Abstract

Systematic studies in occupational deafness were first carried out in the late 19th century, in America, Germany, Russia, and Scotland. The studies by Gottstein and Kayser, in 1881 in Germany, and by Barr, in 1886 in Scotland, are identified as the two principal landmarks. The physicians who carried them out should be seen as occupying a place in the mainstream of development of industrial medicine. Gottstein and Kayser's study of personnel in a railway works reflected a contemporary concern about railway safety; Barr's, of boilermakers, a feeling for the difficulties in hearing in the everyday world experienced by the victims of occupational deafness. Barr's evaluation of such difficulties through self-report, we argue, reveals more of the quality of hearing handicap than the present century's apparently objective tests. Both studies relied on occupation-based epidemiology, which was able to identify occupational deafness, distinguish its etiology, and locate the site of its pathology.

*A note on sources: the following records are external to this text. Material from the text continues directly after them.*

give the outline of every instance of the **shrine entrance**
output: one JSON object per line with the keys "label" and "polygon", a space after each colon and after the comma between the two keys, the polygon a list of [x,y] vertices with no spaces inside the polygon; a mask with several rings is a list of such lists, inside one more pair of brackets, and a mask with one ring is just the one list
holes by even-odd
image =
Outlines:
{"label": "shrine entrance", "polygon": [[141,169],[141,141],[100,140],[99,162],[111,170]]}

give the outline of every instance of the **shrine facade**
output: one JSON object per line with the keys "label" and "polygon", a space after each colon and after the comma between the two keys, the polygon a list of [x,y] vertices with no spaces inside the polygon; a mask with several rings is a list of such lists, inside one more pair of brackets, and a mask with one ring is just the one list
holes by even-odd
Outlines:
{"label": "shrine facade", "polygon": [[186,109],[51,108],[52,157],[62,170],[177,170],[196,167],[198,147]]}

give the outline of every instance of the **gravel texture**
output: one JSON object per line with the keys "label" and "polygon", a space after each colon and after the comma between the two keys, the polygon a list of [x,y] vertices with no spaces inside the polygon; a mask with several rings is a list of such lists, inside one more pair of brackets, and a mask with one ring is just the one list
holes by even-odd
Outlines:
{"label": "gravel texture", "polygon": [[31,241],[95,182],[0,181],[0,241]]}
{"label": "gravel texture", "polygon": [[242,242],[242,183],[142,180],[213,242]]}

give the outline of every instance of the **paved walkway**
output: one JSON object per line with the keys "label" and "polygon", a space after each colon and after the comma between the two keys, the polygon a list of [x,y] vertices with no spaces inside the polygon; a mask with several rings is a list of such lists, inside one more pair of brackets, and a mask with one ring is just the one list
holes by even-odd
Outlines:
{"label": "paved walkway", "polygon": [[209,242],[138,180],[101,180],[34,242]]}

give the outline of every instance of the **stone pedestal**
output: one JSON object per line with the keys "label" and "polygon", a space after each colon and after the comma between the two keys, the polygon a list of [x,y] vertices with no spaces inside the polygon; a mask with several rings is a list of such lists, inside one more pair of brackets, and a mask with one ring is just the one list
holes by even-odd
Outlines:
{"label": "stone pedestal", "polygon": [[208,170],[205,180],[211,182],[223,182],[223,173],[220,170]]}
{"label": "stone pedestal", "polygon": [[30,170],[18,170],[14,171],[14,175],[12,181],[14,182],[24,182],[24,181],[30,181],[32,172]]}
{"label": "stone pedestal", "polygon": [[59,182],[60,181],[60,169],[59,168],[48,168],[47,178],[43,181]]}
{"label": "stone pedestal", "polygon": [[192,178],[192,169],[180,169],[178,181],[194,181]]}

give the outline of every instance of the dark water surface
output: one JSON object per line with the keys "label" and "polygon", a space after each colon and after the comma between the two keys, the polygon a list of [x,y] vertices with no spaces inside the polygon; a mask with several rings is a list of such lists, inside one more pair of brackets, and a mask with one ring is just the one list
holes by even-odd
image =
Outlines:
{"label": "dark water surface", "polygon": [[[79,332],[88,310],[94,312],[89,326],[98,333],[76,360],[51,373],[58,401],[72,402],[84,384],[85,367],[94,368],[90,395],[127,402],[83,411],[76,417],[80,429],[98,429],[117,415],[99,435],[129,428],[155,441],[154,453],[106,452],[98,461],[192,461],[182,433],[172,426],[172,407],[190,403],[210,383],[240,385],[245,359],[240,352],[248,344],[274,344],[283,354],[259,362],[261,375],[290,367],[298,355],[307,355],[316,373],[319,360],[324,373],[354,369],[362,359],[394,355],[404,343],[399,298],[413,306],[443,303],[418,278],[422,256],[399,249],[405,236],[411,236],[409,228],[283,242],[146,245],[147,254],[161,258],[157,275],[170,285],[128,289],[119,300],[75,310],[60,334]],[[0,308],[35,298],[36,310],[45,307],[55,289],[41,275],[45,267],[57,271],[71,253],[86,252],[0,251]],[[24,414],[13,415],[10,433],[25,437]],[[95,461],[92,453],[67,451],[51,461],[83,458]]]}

We argue that occupation-based epidemiology has since been neglected in favour of dose-response epidemiology to the detriment of research in occupational deafness and in industrial medicine generally. Dose-response epidemiology seems the more scientific but, in practice, it is afflicted by even more uncertainty than occupation-based epidemiology. To compound the uncertainty, there are two incompatible mathematical expressions for the dose-response relation for noise, both separately enshrined in legislation in various parts of the world. We conclude by advocating more secondary research in industrial medicine. Barr points us to a further topic for such research, the place of temporary threshold shift in the development of knowledge about occupational deafness as a problem for industrial medicine.